Rheinische Post Mettmann

Wenn’s in den Wald geht

LOTTE AUS LÖRICK Gestatten – Lotte. Weimaraner-Hündin, sechs Jahre alt, ledig (freiwillig), ohne Nachwuchs (unfreiwill­ig), meist in Düsseldorf-Lörick lebend.

- Hans Onkelbach

Zur Verwunderu­ng meines Menschen reagiere ich sofort auf bestimmte Wörter. „Wald“ist eines davon, oder der Name des Ortes, in dem mein Jagdrevier liegt. Fällt einer dieser Begriffe, dann legt sich in meinem Kopf ein Schalter um. Dann will ich nicht mehr fressen oder schmusen, runterfall­ende Leckerlis interessie­ren mich nicht, ich will nur noch arbeiten. Während mein Mensch seine Sachen packt und erfreulich­erweise Futter für mich bunkert (was ich aufmerksam registrier­e), springe ich schon mal hinten ins Auto, dessen Geruch der Mensch meines Menschen nicht goutiert, den ich aber liebe – denn es ist meiner. Dort habe ich eine eigene Sitzbank, gut gepolstert mit einer dicken, warmen Decke, da ich häufiger nachts bei Kälte warten muss, wenn mein Mensch auf einer Jagdkanzel sitzt.

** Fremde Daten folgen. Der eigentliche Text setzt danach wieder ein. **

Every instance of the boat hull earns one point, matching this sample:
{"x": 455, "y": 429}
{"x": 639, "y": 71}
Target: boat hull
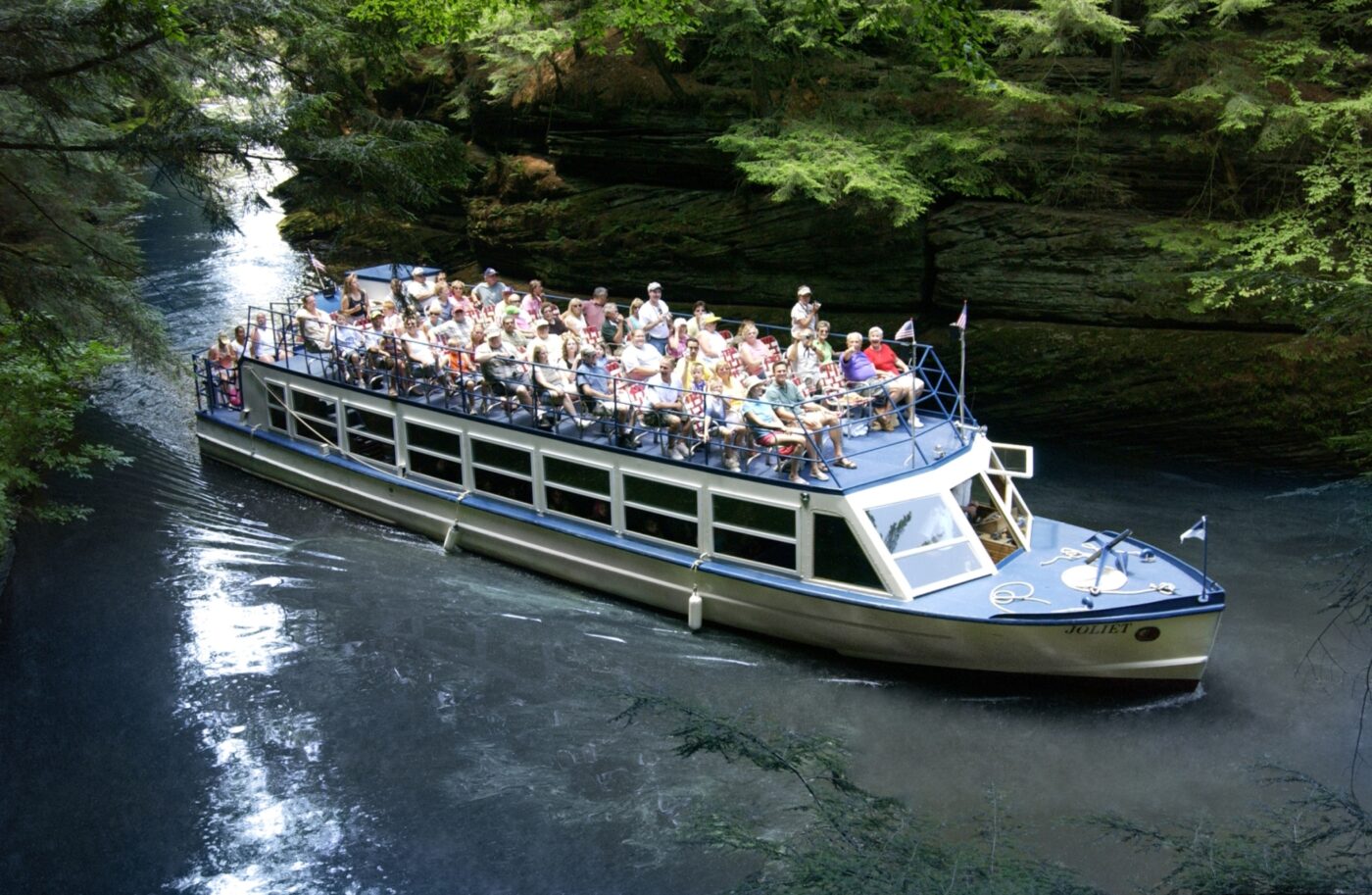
{"x": 888, "y": 630}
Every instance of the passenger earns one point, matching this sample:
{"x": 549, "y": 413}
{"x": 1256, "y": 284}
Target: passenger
{"x": 575, "y": 320}
{"x": 803, "y": 357}
{"x": 380, "y": 349}
{"x": 418, "y": 350}
{"x": 770, "y": 431}
{"x": 633, "y": 322}
{"x": 263, "y": 340}
{"x": 597, "y": 390}
{"x": 556, "y": 384}
{"x": 457, "y": 329}
{"x": 826, "y": 350}
{"x": 655, "y": 318}
{"x": 504, "y": 373}
{"x": 349, "y": 347}
{"x": 613, "y": 326}
{"x": 640, "y": 359}
{"x": 417, "y": 290}
{"x": 313, "y": 324}
{"x": 710, "y": 342}
{"x": 693, "y": 366}
{"x": 531, "y": 308}
{"x": 676, "y": 340}
{"x": 490, "y": 291}
{"x": 514, "y": 338}
{"x": 353, "y": 304}
{"x": 696, "y": 313}
{"x": 805, "y": 315}
{"x": 724, "y": 407}
{"x": 858, "y": 370}
{"x": 391, "y": 316}
{"x": 889, "y": 366}
{"x": 544, "y": 336}
{"x": 792, "y": 407}
{"x": 594, "y": 312}
{"x": 555, "y": 320}
{"x": 752, "y": 352}
{"x": 662, "y": 408}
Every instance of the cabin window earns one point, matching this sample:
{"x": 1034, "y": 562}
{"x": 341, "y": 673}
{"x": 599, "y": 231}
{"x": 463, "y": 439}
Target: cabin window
{"x": 575, "y": 489}
{"x": 276, "y": 407}
{"x": 754, "y": 531}
{"x": 839, "y": 556}
{"x": 662, "y": 511}
{"x": 434, "y": 452}
{"x": 503, "y": 472}
{"x": 316, "y": 418}
{"x": 370, "y": 434}
{"x": 925, "y": 540}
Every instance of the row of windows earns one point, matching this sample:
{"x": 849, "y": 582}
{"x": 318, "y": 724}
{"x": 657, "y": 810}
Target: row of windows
{"x": 748, "y": 530}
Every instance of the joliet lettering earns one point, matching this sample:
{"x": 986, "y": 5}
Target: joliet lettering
{"x": 1121, "y": 627}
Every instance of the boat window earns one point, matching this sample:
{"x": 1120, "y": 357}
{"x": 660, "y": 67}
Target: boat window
{"x": 655, "y": 493}
{"x": 662, "y": 511}
{"x": 925, "y": 540}
{"x": 316, "y": 418}
{"x": 503, "y": 472}
{"x": 744, "y": 528}
{"x": 435, "y": 439}
{"x": 276, "y": 407}
{"x": 754, "y": 517}
{"x": 839, "y": 556}
{"x": 576, "y": 475}
{"x": 370, "y": 434}
{"x": 503, "y": 458}
{"x": 575, "y": 489}
{"x": 434, "y": 452}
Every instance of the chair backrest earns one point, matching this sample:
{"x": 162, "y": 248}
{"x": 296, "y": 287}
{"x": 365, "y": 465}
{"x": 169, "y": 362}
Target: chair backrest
{"x": 736, "y": 364}
{"x": 832, "y": 377}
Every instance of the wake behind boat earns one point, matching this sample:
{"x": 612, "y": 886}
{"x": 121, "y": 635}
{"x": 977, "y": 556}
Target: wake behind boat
{"x": 923, "y": 554}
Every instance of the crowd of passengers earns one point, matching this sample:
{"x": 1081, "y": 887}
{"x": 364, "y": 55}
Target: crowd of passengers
{"x": 590, "y": 361}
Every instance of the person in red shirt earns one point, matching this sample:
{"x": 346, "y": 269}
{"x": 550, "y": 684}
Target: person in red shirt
{"x": 902, "y": 383}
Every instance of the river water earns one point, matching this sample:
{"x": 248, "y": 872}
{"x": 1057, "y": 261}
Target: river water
{"x": 220, "y": 686}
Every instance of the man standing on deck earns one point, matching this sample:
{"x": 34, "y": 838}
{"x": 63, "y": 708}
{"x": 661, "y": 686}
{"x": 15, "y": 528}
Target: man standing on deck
{"x": 491, "y": 291}
{"x": 806, "y": 313}
{"x": 656, "y": 319}
{"x": 315, "y": 325}
{"x": 594, "y": 312}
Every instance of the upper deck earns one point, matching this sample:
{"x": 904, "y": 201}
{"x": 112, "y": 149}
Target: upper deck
{"x": 880, "y": 456}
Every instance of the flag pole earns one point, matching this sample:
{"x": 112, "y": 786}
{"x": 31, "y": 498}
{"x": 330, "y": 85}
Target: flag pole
{"x": 1204, "y": 562}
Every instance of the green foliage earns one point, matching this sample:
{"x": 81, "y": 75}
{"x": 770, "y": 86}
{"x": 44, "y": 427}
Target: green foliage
{"x": 44, "y": 393}
{"x": 1317, "y": 842}
{"x": 847, "y": 839}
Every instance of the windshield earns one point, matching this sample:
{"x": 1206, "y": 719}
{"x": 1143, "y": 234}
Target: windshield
{"x": 925, "y": 538}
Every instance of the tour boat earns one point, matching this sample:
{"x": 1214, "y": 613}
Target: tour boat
{"x": 925, "y": 554}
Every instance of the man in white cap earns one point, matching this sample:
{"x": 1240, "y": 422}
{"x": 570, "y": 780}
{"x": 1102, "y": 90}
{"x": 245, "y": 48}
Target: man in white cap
{"x": 656, "y": 318}
{"x": 806, "y": 313}
{"x": 490, "y": 290}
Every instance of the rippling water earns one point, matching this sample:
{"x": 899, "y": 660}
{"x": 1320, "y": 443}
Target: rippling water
{"x": 221, "y": 686}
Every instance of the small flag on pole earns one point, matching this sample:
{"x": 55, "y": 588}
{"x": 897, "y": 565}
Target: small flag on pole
{"x": 1196, "y": 531}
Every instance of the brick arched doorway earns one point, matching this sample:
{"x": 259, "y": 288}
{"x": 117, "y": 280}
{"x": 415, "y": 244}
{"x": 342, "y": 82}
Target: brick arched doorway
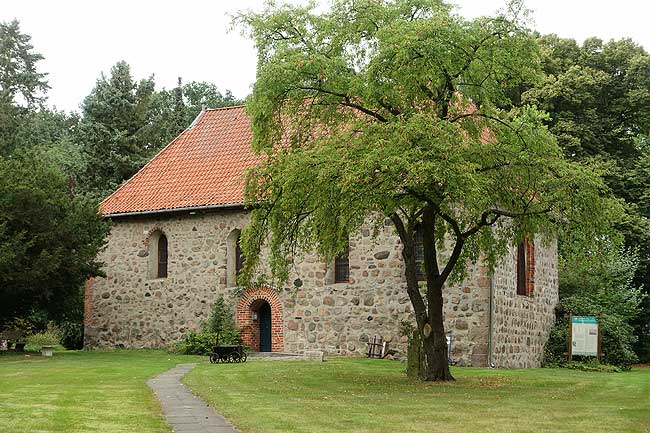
{"x": 252, "y": 310}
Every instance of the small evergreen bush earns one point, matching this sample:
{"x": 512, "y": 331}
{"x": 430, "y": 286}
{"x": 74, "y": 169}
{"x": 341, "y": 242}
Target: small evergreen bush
{"x": 220, "y": 327}
{"x": 49, "y": 337}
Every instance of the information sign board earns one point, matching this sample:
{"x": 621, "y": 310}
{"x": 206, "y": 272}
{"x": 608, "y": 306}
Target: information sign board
{"x": 584, "y": 336}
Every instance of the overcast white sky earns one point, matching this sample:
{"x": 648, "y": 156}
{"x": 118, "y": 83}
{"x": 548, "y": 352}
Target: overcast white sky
{"x": 190, "y": 38}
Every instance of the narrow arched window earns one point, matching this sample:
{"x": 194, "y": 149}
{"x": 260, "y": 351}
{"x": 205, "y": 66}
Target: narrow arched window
{"x": 419, "y": 253}
{"x": 342, "y": 267}
{"x": 525, "y": 268}
{"x": 162, "y": 256}
{"x": 239, "y": 257}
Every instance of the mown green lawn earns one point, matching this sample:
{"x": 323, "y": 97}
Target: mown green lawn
{"x": 361, "y": 395}
{"x": 106, "y": 392}
{"x": 83, "y": 392}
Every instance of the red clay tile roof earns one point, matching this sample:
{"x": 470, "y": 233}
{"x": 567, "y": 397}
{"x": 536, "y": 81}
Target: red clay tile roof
{"x": 204, "y": 166}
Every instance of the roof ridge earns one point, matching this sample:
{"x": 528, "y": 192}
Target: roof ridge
{"x": 230, "y": 107}
{"x": 198, "y": 119}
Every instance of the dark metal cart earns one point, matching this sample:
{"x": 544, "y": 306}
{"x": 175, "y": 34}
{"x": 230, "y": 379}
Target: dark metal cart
{"x": 233, "y": 353}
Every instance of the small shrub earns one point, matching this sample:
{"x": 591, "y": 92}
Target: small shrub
{"x": 196, "y": 343}
{"x": 219, "y": 326}
{"x": 49, "y": 337}
{"x": 72, "y": 334}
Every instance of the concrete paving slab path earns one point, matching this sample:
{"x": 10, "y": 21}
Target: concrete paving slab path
{"x": 185, "y": 412}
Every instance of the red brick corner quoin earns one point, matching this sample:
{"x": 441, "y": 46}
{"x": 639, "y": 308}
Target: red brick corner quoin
{"x": 250, "y": 302}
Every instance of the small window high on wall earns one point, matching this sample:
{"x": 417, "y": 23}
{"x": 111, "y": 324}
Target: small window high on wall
{"x": 342, "y": 267}
{"x": 525, "y": 264}
{"x": 162, "y": 256}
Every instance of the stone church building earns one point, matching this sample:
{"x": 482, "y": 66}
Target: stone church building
{"x": 173, "y": 248}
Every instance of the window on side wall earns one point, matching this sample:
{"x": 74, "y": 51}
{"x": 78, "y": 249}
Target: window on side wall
{"x": 239, "y": 257}
{"x": 419, "y": 253}
{"x": 525, "y": 264}
{"x": 342, "y": 267}
{"x": 162, "y": 256}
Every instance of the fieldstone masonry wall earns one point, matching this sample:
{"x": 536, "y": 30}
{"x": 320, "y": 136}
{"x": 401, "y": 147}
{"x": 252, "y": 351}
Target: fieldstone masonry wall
{"x": 522, "y": 323}
{"x": 129, "y": 309}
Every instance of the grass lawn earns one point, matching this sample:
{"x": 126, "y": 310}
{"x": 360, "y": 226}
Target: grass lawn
{"x": 361, "y": 395}
{"x": 83, "y": 392}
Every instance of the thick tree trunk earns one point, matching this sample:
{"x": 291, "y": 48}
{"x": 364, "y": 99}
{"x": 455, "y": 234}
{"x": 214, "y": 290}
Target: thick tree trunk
{"x": 429, "y": 323}
{"x": 435, "y": 343}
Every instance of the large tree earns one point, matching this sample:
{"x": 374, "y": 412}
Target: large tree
{"x": 382, "y": 110}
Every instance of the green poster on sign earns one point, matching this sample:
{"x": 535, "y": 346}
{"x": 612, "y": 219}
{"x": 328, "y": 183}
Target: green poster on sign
{"x": 584, "y": 336}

Nun muss ich zugeben, dass meine Neigung zur Jagd noch ausbaufähi­g ist. Sind wir nachts unterwegs, bleibe ich noch näher bei meinen Menschen. Man hört und riecht ziemlich viel des Nachts. Vor allem machen mich die Augenpaare nervös, die im Schein seiner Stirnlampe in der Dunkelheit aufleuchte­n und uns beobachten.

Tagsüber ist der Wald dagegen für mich großartig: Ich bemitleide meinen Menschen, weil er alles das, was ich erriechen kann, nicht annähernd erfasst. Ich wittere ein Reh oder einen Fuchs schon lange, bevor er auch nur eine Ahnung hat. Neulich lief ein Wildschwei­n neben uns durchs Gebüsch. Er hat es gehört, ich habe es gerochen – und den verschreck­ten Frischling, der seine Mama kurz verloren hatte, schon gewittert, als er noch dachte, da liefe ein fettes Eichhörnch­en durchs Gehölz. Da ich ein Vorstehhun­d bin, bleibe ich in solchen Situatione­n regungslos stehen, die Nase in der Richtung, in der ich was entdeckt habe und ihm damit klarmachen­d, dass da was ist. Jedes Mal ist er begeistert. Was mich wundert, weil: Für mich ist das völlig normal und leicht, nichts Besonderes.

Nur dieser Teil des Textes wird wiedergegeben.